Le procureur (tous les procureurs ne sont malheureusement pas capables de prendre leurs distances face aux ordres de leur hiérarchie) a requis une amende de 500 euros contre chacun des inculpés, jugeant que ces derniers étaient « coupables mais pas délinquants » (! !).

Une totale incohérence, comme on peut en juger, entre l’accusation très grave d’antisémitisme sous-jacente à la procédure, et le montant de l’amende réclamée.
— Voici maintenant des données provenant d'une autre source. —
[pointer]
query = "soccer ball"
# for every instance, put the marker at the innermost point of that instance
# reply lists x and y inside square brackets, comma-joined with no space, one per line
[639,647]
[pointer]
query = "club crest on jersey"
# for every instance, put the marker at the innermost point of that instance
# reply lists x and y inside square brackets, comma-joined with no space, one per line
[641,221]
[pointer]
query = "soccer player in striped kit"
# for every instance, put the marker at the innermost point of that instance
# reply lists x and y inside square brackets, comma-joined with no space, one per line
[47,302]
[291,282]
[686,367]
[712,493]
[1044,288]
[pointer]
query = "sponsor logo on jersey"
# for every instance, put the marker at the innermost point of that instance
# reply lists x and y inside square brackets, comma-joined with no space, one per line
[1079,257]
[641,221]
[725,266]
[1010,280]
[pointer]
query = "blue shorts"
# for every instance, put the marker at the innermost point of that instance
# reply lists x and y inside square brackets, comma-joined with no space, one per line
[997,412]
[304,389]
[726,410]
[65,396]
On saura le 15 décembre prochain si le juge Gatty, qui bénéficie de l’argumentation très circonstanciée de la 17ème chambre correctionnelle du tribunal de Paris, laquelle a considéré comme parfaitement légal l’appel au boycott des produits israéliens, fait partie de ces magistrats plus respectueux de la loi que des ordres qui leur sont transmis par la chancellerie.